You miss 100 percent of the shots you don’t take.— Wayne Gretzky
If there’s one thing you can learn from recovering athletes, it is this – change requires personal investment. Change seldom happens by watching others from the sidelines. No one cares about your goals more than you. To achieve and exceed your goals in any aspect of your life, you need to have some skin in the game. You need to be determined, jump in, take charge and take action to make your dreams come true.
- On a scale of 1 to 10, how involved are you in setting and planning your goals?
- How can you become more involved in the process?
- How often do you review your goals and plans?
Pillar 6: Self-to-Self Comparison
Is it any surprise that the sixth pillar of a positive mental attitude is a self-to-self comparison? This final trait turned out to be the most critical one for recovering athletes.

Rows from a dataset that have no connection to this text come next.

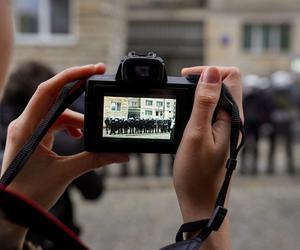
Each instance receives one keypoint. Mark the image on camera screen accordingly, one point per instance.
(139, 117)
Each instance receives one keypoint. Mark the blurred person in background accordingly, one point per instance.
(202, 142)
(257, 105)
(283, 117)
(21, 85)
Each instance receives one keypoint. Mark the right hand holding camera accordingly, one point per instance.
(199, 166)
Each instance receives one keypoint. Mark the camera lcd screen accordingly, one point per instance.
(139, 117)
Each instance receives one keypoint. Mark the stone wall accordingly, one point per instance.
(99, 31)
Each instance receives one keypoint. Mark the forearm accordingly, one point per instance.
(6, 39)
(12, 236)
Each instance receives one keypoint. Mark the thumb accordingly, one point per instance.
(206, 98)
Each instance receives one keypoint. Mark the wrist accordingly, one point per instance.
(12, 236)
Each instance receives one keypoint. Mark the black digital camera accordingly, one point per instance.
(140, 109)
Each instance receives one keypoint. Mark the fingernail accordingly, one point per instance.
(210, 75)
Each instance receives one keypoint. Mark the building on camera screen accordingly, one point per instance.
(139, 118)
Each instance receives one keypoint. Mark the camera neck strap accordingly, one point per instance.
(21, 210)
(207, 226)
(67, 96)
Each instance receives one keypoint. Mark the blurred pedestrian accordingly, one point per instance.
(257, 107)
(283, 117)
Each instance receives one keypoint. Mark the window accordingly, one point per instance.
(159, 104)
(42, 21)
(266, 37)
(149, 103)
(148, 112)
(115, 106)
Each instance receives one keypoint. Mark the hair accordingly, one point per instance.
(23, 82)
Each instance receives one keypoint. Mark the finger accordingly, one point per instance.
(222, 128)
(78, 164)
(69, 119)
(48, 91)
(75, 132)
(231, 76)
(206, 99)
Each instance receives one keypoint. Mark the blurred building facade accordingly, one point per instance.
(258, 36)
(66, 33)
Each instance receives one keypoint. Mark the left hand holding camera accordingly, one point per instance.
(46, 175)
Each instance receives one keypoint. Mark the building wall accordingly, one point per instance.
(223, 25)
(99, 30)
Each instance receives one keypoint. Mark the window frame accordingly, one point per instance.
(265, 37)
(44, 37)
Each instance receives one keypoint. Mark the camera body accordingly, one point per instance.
(140, 109)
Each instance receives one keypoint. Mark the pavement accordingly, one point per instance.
(142, 213)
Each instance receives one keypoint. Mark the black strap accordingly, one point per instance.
(14, 206)
(206, 226)
(72, 91)
(68, 95)
(37, 219)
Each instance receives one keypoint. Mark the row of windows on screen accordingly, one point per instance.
(116, 106)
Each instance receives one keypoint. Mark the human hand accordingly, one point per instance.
(199, 166)
(46, 174)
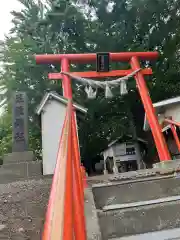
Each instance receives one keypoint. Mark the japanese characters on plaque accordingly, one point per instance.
(20, 122)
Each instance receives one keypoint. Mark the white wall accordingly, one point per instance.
(118, 152)
(174, 112)
(52, 119)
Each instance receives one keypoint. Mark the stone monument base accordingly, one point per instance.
(170, 164)
(19, 166)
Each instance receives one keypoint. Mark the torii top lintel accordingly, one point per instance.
(91, 57)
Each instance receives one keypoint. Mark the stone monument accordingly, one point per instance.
(19, 164)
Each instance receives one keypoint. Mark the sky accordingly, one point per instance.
(5, 15)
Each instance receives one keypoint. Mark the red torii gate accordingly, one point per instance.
(133, 58)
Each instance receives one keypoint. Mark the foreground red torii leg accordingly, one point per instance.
(161, 145)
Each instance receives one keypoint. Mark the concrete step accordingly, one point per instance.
(121, 222)
(171, 234)
(135, 190)
(22, 209)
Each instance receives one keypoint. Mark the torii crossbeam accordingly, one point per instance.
(134, 59)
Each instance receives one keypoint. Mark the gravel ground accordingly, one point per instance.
(22, 209)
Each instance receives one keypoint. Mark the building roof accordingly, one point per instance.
(121, 138)
(61, 99)
(160, 107)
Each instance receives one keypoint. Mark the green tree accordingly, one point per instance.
(63, 26)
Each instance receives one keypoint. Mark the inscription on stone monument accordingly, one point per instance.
(20, 122)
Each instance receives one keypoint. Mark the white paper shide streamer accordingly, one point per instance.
(91, 85)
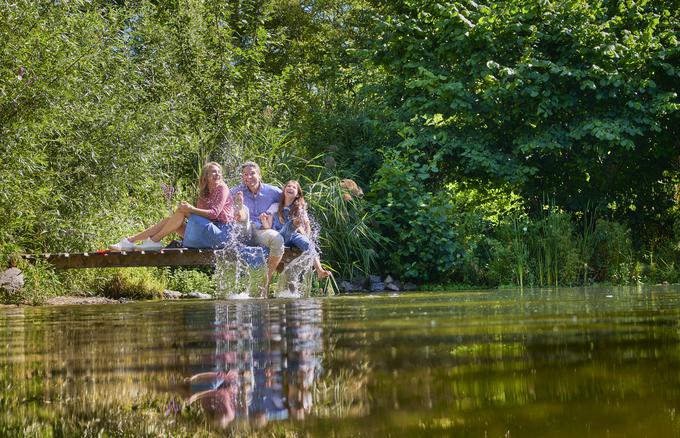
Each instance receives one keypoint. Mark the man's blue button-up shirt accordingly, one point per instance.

The whole world is eager to judge athletes. Everyone from fans to analysts passes judgment on their performance in the field. Followers even hop on social media to tweet out their disappointment.
Rather than succumbing to negative thinking under scrutiny, athletes who were rehabilitated successfully focused on their own progress.

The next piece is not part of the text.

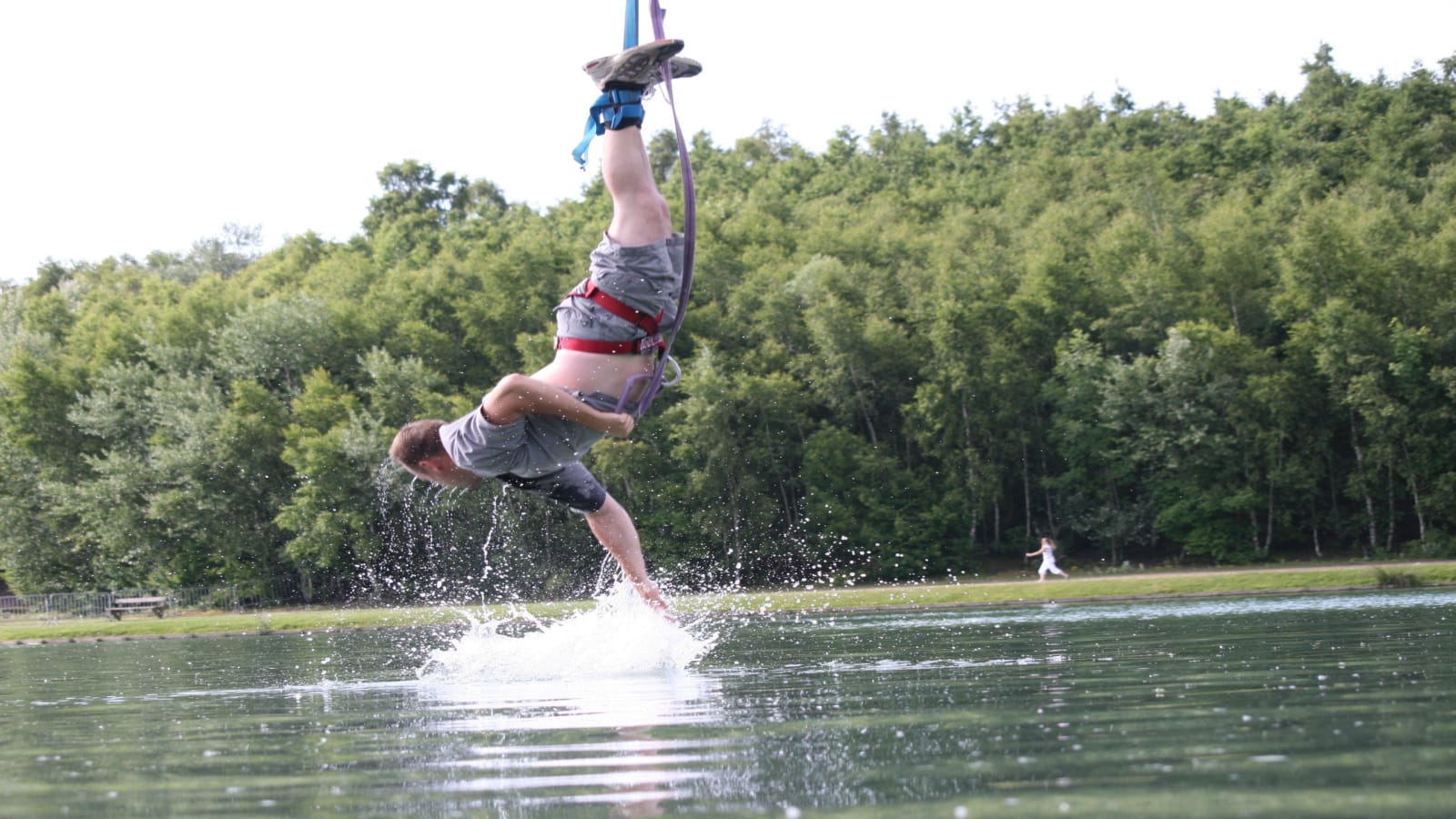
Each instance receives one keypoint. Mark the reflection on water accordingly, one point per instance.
(1331, 705)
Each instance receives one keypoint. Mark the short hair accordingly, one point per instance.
(415, 442)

I’ve missed more than 9,000 shots in my career. I’ve lost almost 300 games. 26 times, I’ve been trusted to take the game winning shot and missed. I’ve failed over and over and over again in my life. And that is why I succeed.— Michael Jordan
The rest of us “normal” folks are not much different. We often compare our success with others. We all wage our own battle against perfectionism. We all struggle with self-acceptance and fulfillment.
Comparing your performance with others doesn’t serve you. It may discourage or even demoralize you. When it comes to analyzing your performance, instead of comparing your current achievements with those of your colleague or peer, compare them with your starting point.
- Where did you start?
- How far have you come?
- When did you begin to achieve a sense of competence and see progress?

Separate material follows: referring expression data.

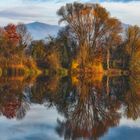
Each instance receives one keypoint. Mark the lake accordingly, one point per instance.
(71, 108)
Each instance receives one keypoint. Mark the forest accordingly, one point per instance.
(92, 41)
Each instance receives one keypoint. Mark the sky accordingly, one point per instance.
(27, 11)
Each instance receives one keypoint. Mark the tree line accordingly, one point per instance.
(91, 41)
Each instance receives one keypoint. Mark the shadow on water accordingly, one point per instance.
(89, 107)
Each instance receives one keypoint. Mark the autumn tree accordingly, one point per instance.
(91, 25)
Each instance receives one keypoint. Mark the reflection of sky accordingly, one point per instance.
(128, 11)
(40, 123)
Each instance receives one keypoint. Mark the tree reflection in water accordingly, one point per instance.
(90, 105)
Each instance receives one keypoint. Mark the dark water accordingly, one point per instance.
(54, 108)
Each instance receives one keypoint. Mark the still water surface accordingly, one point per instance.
(54, 108)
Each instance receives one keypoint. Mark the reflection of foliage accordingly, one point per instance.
(132, 99)
(90, 106)
(11, 99)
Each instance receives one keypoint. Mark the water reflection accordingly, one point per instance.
(85, 106)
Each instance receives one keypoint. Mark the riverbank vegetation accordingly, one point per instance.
(92, 41)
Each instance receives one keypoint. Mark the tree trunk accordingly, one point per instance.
(108, 59)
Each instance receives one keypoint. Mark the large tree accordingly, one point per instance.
(91, 25)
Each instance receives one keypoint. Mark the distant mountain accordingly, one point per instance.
(40, 30)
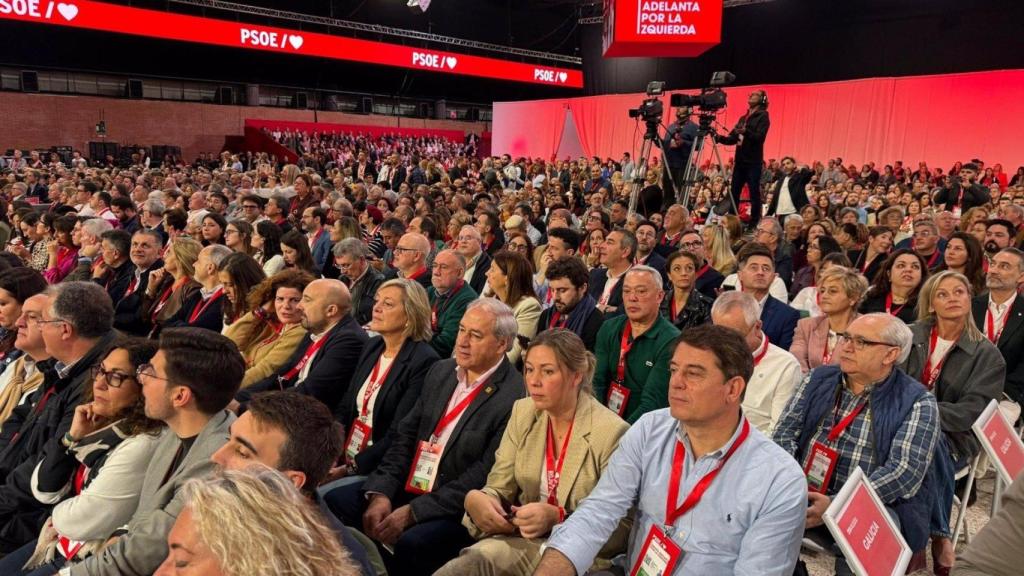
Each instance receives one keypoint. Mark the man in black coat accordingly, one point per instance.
(413, 502)
(1000, 316)
(74, 321)
(323, 364)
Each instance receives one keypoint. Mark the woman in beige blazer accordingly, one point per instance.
(840, 292)
(552, 454)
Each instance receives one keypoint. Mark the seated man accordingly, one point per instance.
(187, 385)
(571, 307)
(866, 412)
(296, 435)
(633, 351)
(413, 502)
(449, 294)
(757, 277)
(741, 506)
(323, 364)
(776, 372)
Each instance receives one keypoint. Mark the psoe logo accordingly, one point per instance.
(551, 76)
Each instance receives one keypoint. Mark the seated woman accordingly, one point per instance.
(560, 422)
(965, 371)
(95, 477)
(268, 334)
(511, 279)
(172, 285)
(685, 306)
(387, 382)
(895, 288)
(816, 337)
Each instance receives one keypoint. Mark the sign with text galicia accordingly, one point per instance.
(660, 28)
(168, 26)
(864, 531)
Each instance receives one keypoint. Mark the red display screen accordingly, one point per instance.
(124, 19)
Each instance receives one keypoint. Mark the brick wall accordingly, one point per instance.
(43, 120)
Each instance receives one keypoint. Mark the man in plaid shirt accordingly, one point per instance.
(867, 413)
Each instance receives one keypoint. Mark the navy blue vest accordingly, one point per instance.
(889, 406)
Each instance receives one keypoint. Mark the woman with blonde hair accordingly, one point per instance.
(268, 334)
(966, 372)
(561, 421)
(720, 253)
(252, 523)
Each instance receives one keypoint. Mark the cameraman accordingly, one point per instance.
(676, 147)
(964, 193)
(749, 135)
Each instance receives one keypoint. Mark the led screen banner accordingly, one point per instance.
(154, 24)
(660, 28)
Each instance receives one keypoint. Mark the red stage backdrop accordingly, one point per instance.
(936, 119)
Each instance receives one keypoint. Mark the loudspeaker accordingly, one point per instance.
(30, 81)
(133, 89)
(225, 94)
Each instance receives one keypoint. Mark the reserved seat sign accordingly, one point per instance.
(864, 531)
(1000, 442)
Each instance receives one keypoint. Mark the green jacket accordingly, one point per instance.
(646, 365)
(450, 312)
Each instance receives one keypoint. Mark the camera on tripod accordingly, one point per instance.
(712, 98)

However, comparing ourselves with others, when done sparingly might benefit us. We can learn a great deal about habits, skills, and strategies by observing others’ journey. We can also gather information on what is possible and build a model for achieving that goal. When engaged in such comparisons we might ask:
- What does mastery look like for someone who has accomplished the same goal?
- What other possibilities might need to be considered?
By focusing on learning and growth, we can avoid feeling inadequate in our current status or jealous of other’s achievements. We can train our inner narrator to paint an attractive picture of all the possibilities while reminding us of the distance we have traveled on our own journey.
These six elements of a positive mental attitude create a compelling vision of success. They have worked wonders for recovering athletes and can do the same for you.
By building habits around these pillars, you can reinforce a positive mental attitude. By employing those mental habits on a regular basis, you can achieve true mastery.
What insights have emerged from this article? How will you apply these pillars to your goals? How might coaching increase your positive mental attitude and help you achieve greater success?
Photo Credit: Pixabay
Note: Many coaches have integrated Neuro-linguistic Programming (NLP) practices into their work. NLP is a popular methodology, although its principles and effectiveness have not been substantiated by empirical evidence. I find value in some NLP principles and techniques that can be proven by neuroscience (for ex., the 6 pillars listed above) and will continue to share those NLP resources on this site.